Cyndi Lauper - Intuit Dome (Nov. 23)
Over her 40-year career, singer/songwriter/actress/activist Cyndi Lauper has gone from quirky MTV pop fixture to national treasure, winning every major entertainment award along the way. While still best known for 1983 pop-feminist anthem “Girls Just Want to Have Fun,” that playful mega-hit and her accompanying zany image belied serious musical chops, including a four-octave vocal range and composing the Tony-winning score for Broadway musical Kinky Boots. Lauper was already 30 when her hugely successful ’83 debut, She’s So Unusual was released and the hits kept coming throughout that decade – “Time After Time,” “She Bop,” “True Colors” and more – before she largely faded from the pop mainstream. But she continued to thrive as a composer, blues artist (her 2010 Memphis Blues album being the most successful of its genre that year), and LGBTQ rights activist. At 71, the astonishingly youthful Lauper has announced this to be her final tour, so expect an emotional, celebratory night on stage and off at Intuit Dome. Tickets at Ticketmaster.
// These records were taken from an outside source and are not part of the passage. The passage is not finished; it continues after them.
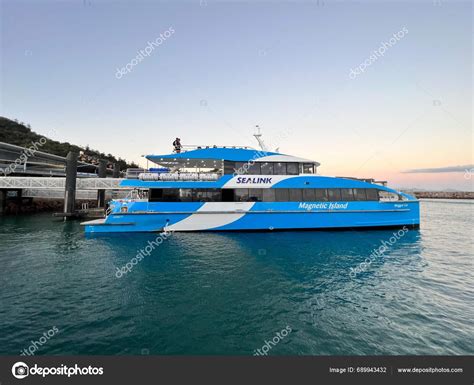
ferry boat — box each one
[83,138,420,233]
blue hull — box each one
[84,201,420,233]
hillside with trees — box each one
[0,117,138,170]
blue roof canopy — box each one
[145,147,280,163]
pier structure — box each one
[0,142,130,217]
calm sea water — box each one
[0,201,474,355]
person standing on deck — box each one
[173,138,181,154]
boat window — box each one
[341,188,354,201]
[314,188,329,202]
[249,188,263,202]
[273,162,286,175]
[286,163,299,175]
[327,188,341,202]
[224,160,235,174]
[379,190,401,201]
[275,188,290,202]
[290,188,303,202]
[163,188,179,202]
[303,188,317,202]
[193,189,222,202]
[261,162,273,175]
[352,188,367,201]
[235,188,249,202]
[148,188,163,202]
[247,163,261,175]
[234,162,249,175]
[222,188,235,202]
[366,188,379,201]
[303,163,314,174]
[179,188,193,202]
[262,188,275,202]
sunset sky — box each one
[0,0,474,190]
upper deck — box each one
[145,146,320,167]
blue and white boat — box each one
[83,140,420,233]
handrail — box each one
[173,144,254,152]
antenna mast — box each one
[253,124,268,151]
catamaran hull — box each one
[83,201,420,233]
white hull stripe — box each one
[167,202,255,231]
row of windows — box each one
[224,161,316,175]
[149,188,379,202]
[235,188,379,202]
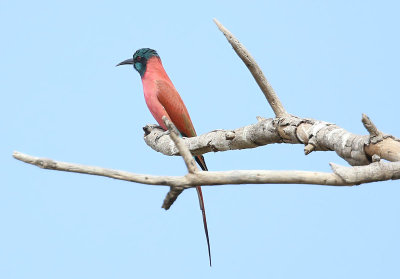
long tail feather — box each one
[196,186,211,266]
[195,156,211,266]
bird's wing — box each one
[156,80,196,137]
[156,80,211,266]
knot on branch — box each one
[361,114,400,162]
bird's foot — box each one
[155,130,170,142]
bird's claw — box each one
[155,130,170,142]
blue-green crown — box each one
[133,48,160,77]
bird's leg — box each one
[155,129,170,142]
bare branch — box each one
[144,116,370,166]
[214,18,289,117]
[13,151,400,191]
[361,113,382,137]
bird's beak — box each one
[115,58,133,67]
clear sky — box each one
[0,0,400,279]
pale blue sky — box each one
[0,0,400,279]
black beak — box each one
[115,58,133,67]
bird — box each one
[116,48,211,266]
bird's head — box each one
[117,48,159,77]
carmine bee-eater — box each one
[117,48,211,266]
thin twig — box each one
[214,18,288,117]
[13,151,400,189]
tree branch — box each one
[144,116,376,166]
[214,18,289,117]
[13,20,400,212]
[13,151,400,191]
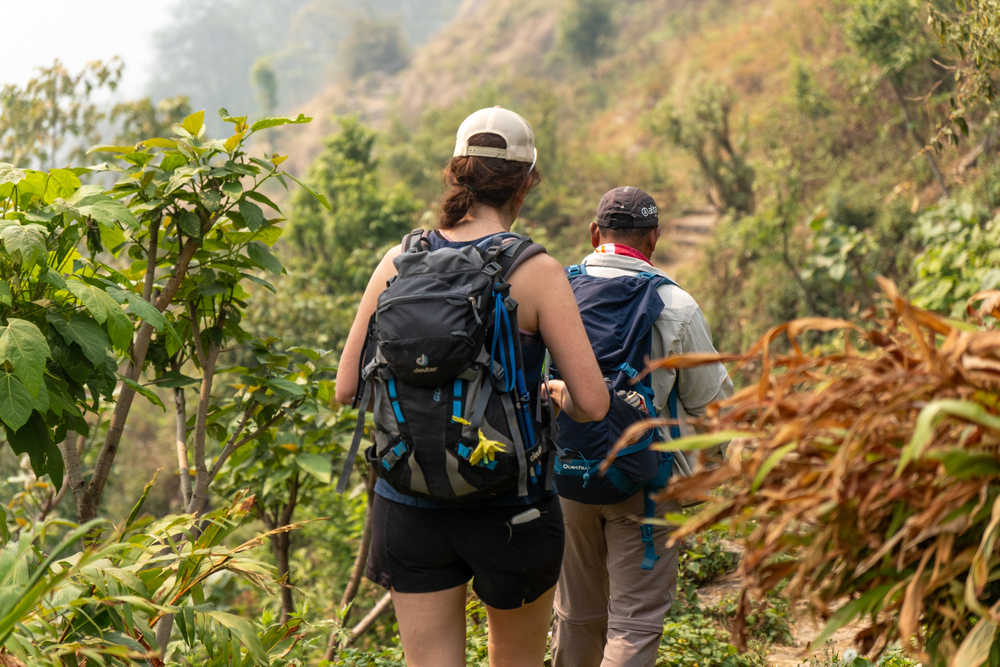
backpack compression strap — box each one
[337,381,372,493]
[400,229,431,252]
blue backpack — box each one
[553,264,680,570]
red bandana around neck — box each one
[594,243,652,264]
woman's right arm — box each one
[512,255,610,422]
[336,246,402,405]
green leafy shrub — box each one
[656,613,766,667]
[0,483,298,667]
[910,199,1000,317]
[709,587,793,645]
[678,530,740,587]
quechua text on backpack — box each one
[553,264,680,569]
[338,230,549,501]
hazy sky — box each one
[0,0,173,98]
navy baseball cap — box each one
[597,185,660,229]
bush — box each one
[656,613,766,667]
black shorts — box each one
[365,494,563,609]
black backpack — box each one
[338,230,551,501]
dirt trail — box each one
[698,540,860,667]
[653,209,719,277]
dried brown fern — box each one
[652,280,1000,667]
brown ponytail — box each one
[438,132,542,229]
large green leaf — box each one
[49,314,111,366]
[107,287,167,331]
[250,114,312,132]
[295,452,330,484]
[0,372,34,431]
[42,169,80,204]
[0,162,24,185]
[0,414,64,488]
[201,611,265,663]
[0,318,52,396]
[181,109,205,137]
[118,374,167,410]
[66,279,132,350]
[239,199,266,231]
[0,224,46,269]
[54,185,139,229]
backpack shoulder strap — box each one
[487,232,545,280]
[635,271,680,287]
[401,229,431,252]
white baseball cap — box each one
[452,107,538,166]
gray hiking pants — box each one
[552,492,677,667]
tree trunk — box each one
[80,234,201,521]
[324,469,376,661]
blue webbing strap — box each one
[337,380,372,493]
[640,379,681,570]
[490,292,535,450]
[640,491,660,570]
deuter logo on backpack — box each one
[338,231,548,502]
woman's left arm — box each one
[336,246,402,405]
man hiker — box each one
[552,186,733,667]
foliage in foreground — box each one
[656,281,1000,667]
[0,483,301,666]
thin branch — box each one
[340,470,375,623]
[174,387,191,507]
[58,433,87,519]
[209,402,290,479]
[344,593,392,648]
[326,469,375,660]
[86,236,201,521]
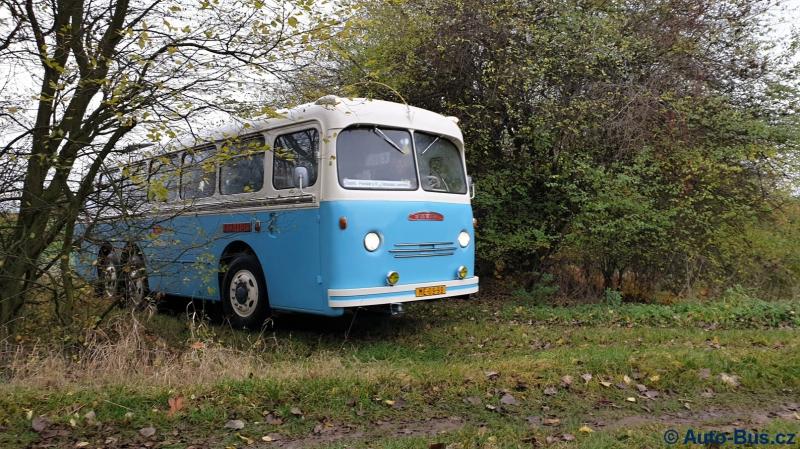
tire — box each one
[221,254,270,329]
[124,248,150,309]
[97,248,121,301]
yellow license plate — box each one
[415,285,447,298]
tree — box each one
[316,0,798,298]
[0,0,335,326]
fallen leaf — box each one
[31,416,50,432]
[719,373,739,388]
[264,412,283,426]
[167,396,183,416]
[225,419,244,430]
[464,396,481,405]
[525,416,542,427]
[261,433,281,443]
[542,418,561,426]
[500,393,519,405]
[83,410,97,426]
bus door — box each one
[258,124,328,313]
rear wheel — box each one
[222,254,270,329]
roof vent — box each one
[314,95,339,106]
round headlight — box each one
[458,231,469,248]
[364,232,381,252]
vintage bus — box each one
[75,96,478,328]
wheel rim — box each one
[103,263,117,298]
[228,270,258,318]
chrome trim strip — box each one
[328,285,478,307]
[394,253,455,259]
[389,246,456,253]
[394,242,455,246]
[328,276,479,296]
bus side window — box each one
[272,128,319,190]
[121,162,147,206]
[219,137,265,195]
[147,155,180,203]
[181,147,217,199]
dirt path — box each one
[255,402,800,449]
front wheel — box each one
[222,254,270,329]
[125,250,149,309]
[97,248,120,301]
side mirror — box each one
[467,176,475,199]
[294,167,308,193]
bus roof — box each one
[169,95,463,149]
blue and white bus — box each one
[76,96,478,328]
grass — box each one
[0,286,800,448]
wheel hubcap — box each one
[228,270,258,318]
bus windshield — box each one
[336,126,467,193]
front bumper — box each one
[328,276,478,307]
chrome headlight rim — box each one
[457,230,472,248]
[364,231,381,253]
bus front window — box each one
[414,132,467,193]
[336,126,417,190]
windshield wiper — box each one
[372,126,406,154]
[420,136,441,154]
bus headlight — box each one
[458,231,469,248]
[364,232,381,252]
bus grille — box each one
[389,242,456,259]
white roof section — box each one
[170,95,463,147]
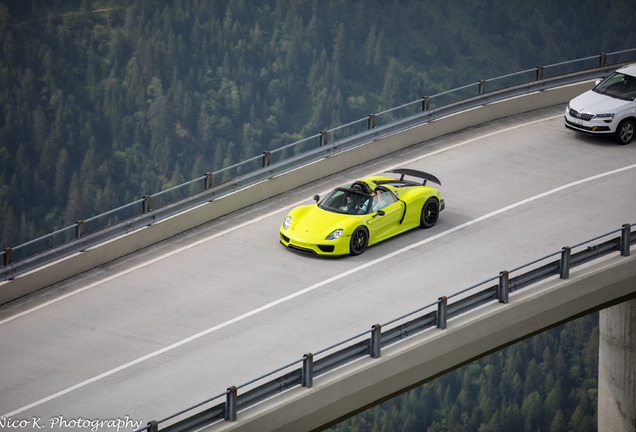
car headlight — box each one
[327,229,344,240]
[594,113,614,120]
The Garden Presents: Vada Vada - Shrine Auditorium (Nov. 23)
Orange County experimental rock duo The Garden, comprising identical twin brothers Fletcher and Wyatt Shears, has devoted their 13-year career to defying all existing genres and musical norms with a no-wave style (or lack thereof) they dub “Vada Vada.” Originally associated with Fullerton’s eccentric, freewheeling Burger Records label and scene, they subsequently signed with the much higher profile Epitaph imprint. On their new Six Desperate Ballads EP, unleashed last month, The Garden marry fluttering programmed beats and distant, disaffected vocals to ragged, punky riffage and lo-fi atmospherics to spawn something simultaneously arresting and unsettling, uncaring yet self-aware. More than ever, the twins’ respective, absurdly prolific side projects Puzzle (Fletcher) and Enjoy (Wyatt) audibly influence, or at least overlap with, the mothership on Six Desperate Ballads. Now these restless rebels are expanding their “Vada Vada” concept with this eponymous mini-fest featuring The Garden, Puzzle, Enjoy and fellow Vada Vada collective artists Cowgirl Clue (electro-country weirdness), Slater (underground alt-pop) and 313d3p (hyperpop). Tickets at AXS.
Long Beach Dub Allstars - Brouwerij West (Nov. 23)
Long Beach Dub Allstars was formed in 1997 by the two surviving members of the city’s hugely successful Sublime, Eric Wilson and Bud Gaugh, following the passing of that band’s singer/guitarist Bradley Nowell the previous year. Originally a 10-piece gathering of local luminaries including RAS-1, “Miguel” Happoldt, Todd Forman and Ras MG, they explored a similar reggae/ska/dub/punk intersection as their founders’ former outfit. Although the Allstars reached many new ears when their “Sunny Hours” became the theme song for the Friends spin-off Joey, they broke up after just four years and two albums. Lineup changes continued after their 2012 reunion, but today’s incarnation still features Happoldt, a frequent Sublime contributor; and vocalist Opie Ortiz, an artist whose work appeared on Sublime album covers. So, while nothing can replicate the work of the original Sublime, if you’re looking to recapture those beachy ‘90s vibes with some of the players who helped create them, Long Beach Dub Allstars is for you. Tickets at Ticketweb.